今回観た「シン・仮面ライダー」はどこか「エヴァンゲリオン」にも通ずる、「人」の存在の根幹に切り込むようなテーマが流れていた気がする。実は一番庵野秀明が撮りたかったテーマではなかろうか。
3作品のどれが好きかと問われると、テーマ性やストーリーの重厚さも相まって「シン・ゴジラ」が一番だが、次にこの「シン・仮面ライダー」が好きかもしれない。
「シン・ウルトラマン」はウルトラマン自体好きなので期待していたのだけど、ちょっと消化不良な印象。
アクションに切れのある昭和顔のイケメン・池松壮壱、同じく昭和顔の柄本佑、敵のラスボスに森山未來など、決して今風のイケメンではなく、アクション映画ながら演技のしっかりした役者を据えているあたり、庵野秀明のこの作品に対する本気度が感じられる。
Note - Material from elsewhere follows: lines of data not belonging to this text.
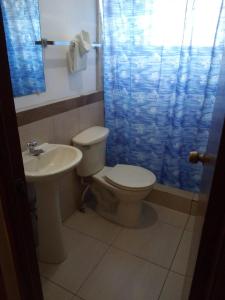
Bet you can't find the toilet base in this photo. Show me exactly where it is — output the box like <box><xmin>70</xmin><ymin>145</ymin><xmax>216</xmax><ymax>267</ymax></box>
<box><xmin>91</xmin><ymin>182</ymin><xmax>148</xmax><ymax>228</ymax></box>
<box><xmin>96</xmin><ymin>200</ymin><xmax>143</xmax><ymax>228</ymax></box>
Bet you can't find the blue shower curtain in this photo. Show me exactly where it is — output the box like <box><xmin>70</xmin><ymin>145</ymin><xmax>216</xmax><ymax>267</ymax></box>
<box><xmin>1</xmin><ymin>0</ymin><xmax>45</xmax><ymax>97</ymax></box>
<box><xmin>103</xmin><ymin>0</ymin><xmax>225</xmax><ymax>192</ymax></box>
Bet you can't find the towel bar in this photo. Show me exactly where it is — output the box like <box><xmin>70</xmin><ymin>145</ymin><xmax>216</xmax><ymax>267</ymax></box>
<box><xmin>35</xmin><ymin>38</ymin><xmax>101</xmax><ymax>48</ymax></box>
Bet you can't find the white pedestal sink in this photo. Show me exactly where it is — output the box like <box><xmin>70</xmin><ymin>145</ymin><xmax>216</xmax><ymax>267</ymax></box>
<box><xmin>23</xmin><ymin>143</ymin><xmax>82</xmax><ymax>264</ymax></box>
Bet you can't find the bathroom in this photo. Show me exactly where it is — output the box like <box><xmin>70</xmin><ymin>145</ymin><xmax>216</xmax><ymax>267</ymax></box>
<box><xmin>1</xmin><ymin>0</ymin><xmax>225</xmax><ymax>299</ymax></box>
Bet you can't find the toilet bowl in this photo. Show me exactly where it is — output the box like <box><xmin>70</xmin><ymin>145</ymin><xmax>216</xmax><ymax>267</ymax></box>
<box><xmin>92</xmin><ymin>165</ymin><xmax>156</xmax><ymax>227</ymax></box>
<box><xmin>72</xmin><ymin>126</ymin><xmax>156</xmax><ymax>227</ymax></box>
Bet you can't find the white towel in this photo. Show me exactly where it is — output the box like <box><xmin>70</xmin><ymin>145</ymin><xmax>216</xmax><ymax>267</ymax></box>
<box><xmin>67</xmin><ymin>31</ymin><xmax>91</xmax><ymax>74</ymax></box>
<box><xmin>67</xmin><ymin>40</ymin><xmax>87</xmax><ymax>73</ymax></box>
<box><xmin>77</xmin><ymin>30</ymin><xmax>91</xmax><ymax>55</ymax></box>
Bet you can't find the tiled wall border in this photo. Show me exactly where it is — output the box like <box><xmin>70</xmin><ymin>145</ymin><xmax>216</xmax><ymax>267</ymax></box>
<box><xmin>147</xmin><ymin>183</ymin><xmax>199</xmax><ymax>215</ymax></box>
<box><xmin>16</xmin><ymin>91</ymin><xmax>103</xmax><ymax>126</ymax></box>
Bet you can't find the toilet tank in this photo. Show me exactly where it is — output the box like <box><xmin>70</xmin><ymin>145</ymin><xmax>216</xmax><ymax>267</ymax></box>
<box><xmin>72</xmin><ymin>126</ymin><xmax>109</xmax><ymax>177</ymax></box>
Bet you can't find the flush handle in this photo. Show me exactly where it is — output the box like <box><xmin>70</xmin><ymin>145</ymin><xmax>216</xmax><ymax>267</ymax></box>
<box><xmin>189</xmin><ymin>151</ymin><xmax>211</xmax><ymax>164</ymax></box>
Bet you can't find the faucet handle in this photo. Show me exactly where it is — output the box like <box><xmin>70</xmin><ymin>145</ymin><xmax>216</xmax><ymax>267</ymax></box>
<box><xmin>27</xmin><ymin>140</ymin><xmax>38</xmax><ymax>148</ymax></box>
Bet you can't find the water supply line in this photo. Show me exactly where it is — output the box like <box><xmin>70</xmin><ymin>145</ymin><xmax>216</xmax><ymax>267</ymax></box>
<box><xmin>79</xmin><ymin>177</ymin><xmax>91</xmax><ymax>212</ymax></box>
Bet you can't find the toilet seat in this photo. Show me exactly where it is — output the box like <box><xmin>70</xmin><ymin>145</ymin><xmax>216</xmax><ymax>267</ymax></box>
<box><xmin>105</xmin><ymin>164</ymin><xmax>156</xmax><ymax>191</ymax></box>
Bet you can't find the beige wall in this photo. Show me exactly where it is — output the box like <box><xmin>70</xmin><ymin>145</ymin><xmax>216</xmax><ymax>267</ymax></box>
<box><xmin>18</xmin><ymin>101</ymin><xmax>104</xmax><ymax>220</ymax></box>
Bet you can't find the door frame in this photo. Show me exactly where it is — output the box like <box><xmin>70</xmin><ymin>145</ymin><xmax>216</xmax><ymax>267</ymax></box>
<box><xmin>0</xmin><ymin>9</ymin><xmax>43</xmax><ymax>300</ymax></box>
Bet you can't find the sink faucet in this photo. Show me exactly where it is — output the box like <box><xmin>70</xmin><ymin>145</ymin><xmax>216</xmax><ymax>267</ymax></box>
<box><xmin>27</xmin><ymin>141</ymin><xmax>44</xmax><ymax>156</ymax></box>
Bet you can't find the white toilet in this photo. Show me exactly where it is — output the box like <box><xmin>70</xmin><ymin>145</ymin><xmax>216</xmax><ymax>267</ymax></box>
<box><xmin>72</xmin><ymin>126</ymin><xmax>156</xmax><ymax>227</ymax></box>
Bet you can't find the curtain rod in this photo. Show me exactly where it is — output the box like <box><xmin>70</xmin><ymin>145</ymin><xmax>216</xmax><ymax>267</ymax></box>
<box><xmin>35</xmin><ymin>38</ymin><xmax>102</xmax><ymax>48</ymax></box>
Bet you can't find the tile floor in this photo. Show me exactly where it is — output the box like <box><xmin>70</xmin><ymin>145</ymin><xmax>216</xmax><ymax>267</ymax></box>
<box><xmin>39</xmin><ymin>202</ymin><xmax>194</xmax><ymax>300</ymax></box>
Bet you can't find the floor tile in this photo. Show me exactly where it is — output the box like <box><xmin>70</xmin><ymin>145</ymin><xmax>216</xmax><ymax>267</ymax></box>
<box><xmin>64</xmin><ymin>208</ymin><xmax>122</xmax><ymax>244</ymax></box>
<box><xmin>39</xmin><ymin>227</ymin><xmax>108</xmax><ymax>294</ymax></box>
<box><xmin>147</xmin><ymin>202</ymin><xmax>189</xmax><ymax>228</ymax></box>
<box><xmin>185</xmin><ymin>216</ymin><xmax>196</xmax><ymax>232</ymax></box>
<box><xmin>182</xmin><ymin>276</ymin><xmax>193</xmax><ymax>299</ymax></box>
<box><xmin>159</xmin><ymin>272</ymin><xmax>187</xmax><ymax>300</ymax></box>
<box><xmin>171</xmin><ymin>231</ymin><xmax>193</xmax><ymax>275</ymax></box>
<box><xmin>78</xmin><ymin>247</ymin><xmax>167</xmax><ymax>300</ymax></box>
<box><xmin>41</xmin><ymin>278</ymin><xmax>74</xmax><ymax>300</ymax></box>
<box><xmin>113</xmin><ymin>220</ymin><xmax>183</xmax><ymax>268</ymax></box>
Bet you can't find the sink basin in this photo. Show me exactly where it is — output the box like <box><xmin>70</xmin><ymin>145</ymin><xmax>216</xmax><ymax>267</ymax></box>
<box><xmin>23</xmin><ymin>143</ymin><xmax>82</xmax><ymax>182</ymax></box>
<box><xmin>22</xmin><ymin>143</ymin><xmax>83</xmax><ymax>264</ymax></box>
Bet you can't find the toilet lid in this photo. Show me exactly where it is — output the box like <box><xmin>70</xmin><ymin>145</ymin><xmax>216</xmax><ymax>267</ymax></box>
<box><xmin>105</xmin><ymin>164</ymin><xmax>156</xmax><ymax>190</ymax></box>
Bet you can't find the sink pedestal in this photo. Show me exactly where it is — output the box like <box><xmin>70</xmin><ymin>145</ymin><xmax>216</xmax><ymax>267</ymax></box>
<box><xmin>35</xmin><ymin>179</ymin><xmax>67</xmax><ymax>263</ymax></box>
<box><xmin>23</xmin><ymin>143</ymin><xmax>83</xmax><ymax>263</ymax></box>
これはアクション映画でありながら、人間ドラマなのだ。
同じく昭和風美少女の浜辺三波の配役も、ストーリーに華を添えている。
無骨で男くさい原作だが、彼女の可憐で儚い存在が乾燥しがちな男のドラマに潤いを与えている。
役者陣も庵野秀明作品らしく豪華だが、常連の市川実日子、斎藤工、塚本晋也、竹野内豊、そして手塚とおるはメイクがグロすぎて誰かわからずww。
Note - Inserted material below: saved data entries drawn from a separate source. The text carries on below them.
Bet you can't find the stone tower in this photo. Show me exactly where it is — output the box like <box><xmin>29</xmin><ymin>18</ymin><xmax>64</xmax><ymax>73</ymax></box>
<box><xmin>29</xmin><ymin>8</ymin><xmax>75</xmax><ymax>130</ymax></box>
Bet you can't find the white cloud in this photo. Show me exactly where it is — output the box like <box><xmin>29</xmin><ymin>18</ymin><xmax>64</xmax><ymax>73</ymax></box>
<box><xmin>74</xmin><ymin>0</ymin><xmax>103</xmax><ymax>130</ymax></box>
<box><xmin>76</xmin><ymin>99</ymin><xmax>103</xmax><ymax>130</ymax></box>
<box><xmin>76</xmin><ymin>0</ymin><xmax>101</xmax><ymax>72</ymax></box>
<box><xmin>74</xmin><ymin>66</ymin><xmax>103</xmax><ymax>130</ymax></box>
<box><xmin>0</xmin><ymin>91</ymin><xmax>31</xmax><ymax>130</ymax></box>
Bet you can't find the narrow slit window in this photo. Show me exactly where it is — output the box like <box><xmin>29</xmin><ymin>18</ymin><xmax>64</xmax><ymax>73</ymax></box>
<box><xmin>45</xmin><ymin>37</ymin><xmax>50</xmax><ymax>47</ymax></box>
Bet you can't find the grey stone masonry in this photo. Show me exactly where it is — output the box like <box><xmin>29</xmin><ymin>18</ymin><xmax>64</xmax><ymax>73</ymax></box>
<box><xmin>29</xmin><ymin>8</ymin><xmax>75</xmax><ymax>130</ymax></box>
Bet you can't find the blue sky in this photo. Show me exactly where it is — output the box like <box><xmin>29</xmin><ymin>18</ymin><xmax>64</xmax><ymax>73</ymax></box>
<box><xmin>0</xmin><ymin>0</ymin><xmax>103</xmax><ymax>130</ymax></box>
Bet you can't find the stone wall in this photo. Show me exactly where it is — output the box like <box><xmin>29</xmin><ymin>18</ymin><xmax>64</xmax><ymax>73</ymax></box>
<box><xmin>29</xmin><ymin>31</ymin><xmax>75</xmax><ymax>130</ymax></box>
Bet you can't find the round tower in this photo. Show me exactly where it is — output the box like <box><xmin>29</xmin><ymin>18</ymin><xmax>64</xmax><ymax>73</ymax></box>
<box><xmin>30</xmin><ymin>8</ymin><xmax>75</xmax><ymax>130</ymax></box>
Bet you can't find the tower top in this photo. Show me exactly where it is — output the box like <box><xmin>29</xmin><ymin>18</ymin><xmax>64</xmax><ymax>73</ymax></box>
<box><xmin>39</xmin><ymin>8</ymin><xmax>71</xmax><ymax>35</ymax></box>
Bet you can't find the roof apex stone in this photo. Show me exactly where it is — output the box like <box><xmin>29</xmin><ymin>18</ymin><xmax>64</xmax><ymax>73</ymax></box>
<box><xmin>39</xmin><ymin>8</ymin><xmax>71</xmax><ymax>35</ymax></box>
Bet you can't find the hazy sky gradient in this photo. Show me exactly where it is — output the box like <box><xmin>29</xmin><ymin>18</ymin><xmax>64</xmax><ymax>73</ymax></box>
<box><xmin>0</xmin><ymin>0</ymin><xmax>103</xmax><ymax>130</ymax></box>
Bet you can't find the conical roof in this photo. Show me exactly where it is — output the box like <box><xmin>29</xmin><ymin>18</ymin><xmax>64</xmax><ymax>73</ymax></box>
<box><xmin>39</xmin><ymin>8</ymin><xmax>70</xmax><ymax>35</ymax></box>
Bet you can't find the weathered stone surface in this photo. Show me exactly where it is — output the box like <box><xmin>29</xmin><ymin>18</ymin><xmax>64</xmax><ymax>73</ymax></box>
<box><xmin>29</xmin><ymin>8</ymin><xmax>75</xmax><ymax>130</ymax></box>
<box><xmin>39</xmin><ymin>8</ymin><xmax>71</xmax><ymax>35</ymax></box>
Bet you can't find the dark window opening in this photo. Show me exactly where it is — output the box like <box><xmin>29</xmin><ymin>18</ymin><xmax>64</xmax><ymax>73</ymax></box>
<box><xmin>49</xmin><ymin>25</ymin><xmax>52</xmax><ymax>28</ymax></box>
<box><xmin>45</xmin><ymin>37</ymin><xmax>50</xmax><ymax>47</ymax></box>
長澤まさみに至っては、セクシーなサソリオーグ役で出て来た時はおー!!っと世の殿方喝采の嵐だったが、あっという間にヤラレてしまうというもったいなさ。。。。
西野七瀬のハチオーグは、個人的にはありで好きです。。。。
上杉柊平もちょい役ながらよい存在感。
松坂桃李や大森南朋は声だけの出演。
(松坂桃李の演じた「K」は、懐かしのロボット刑事K)
更に、本郷猛の父親役の仲村トオル(警察官)と彼を刺す犯人に安田顕なのだが、回想シーンのみで、安田顕に至ってはヌキの絵すらなし。。。。。
それはともかく、全編通して改造人間の悲哀と、妄信的な科学者が作り出す破滅的デストピア、そこに少し色恋的エッセンスも+して、新解釈の仮面ライダーとなっている。
ロケ地選定や絵造りもオリジナルの世界観を尊重し、考え抜かれていて印象深かった。
物語の世界観を語るための絵作りやロケ地選びにこだわりを感じる。
庵野流の難しい科学用語・専門用語をスルーして観ても十分楽しめる一品ではないかと思う。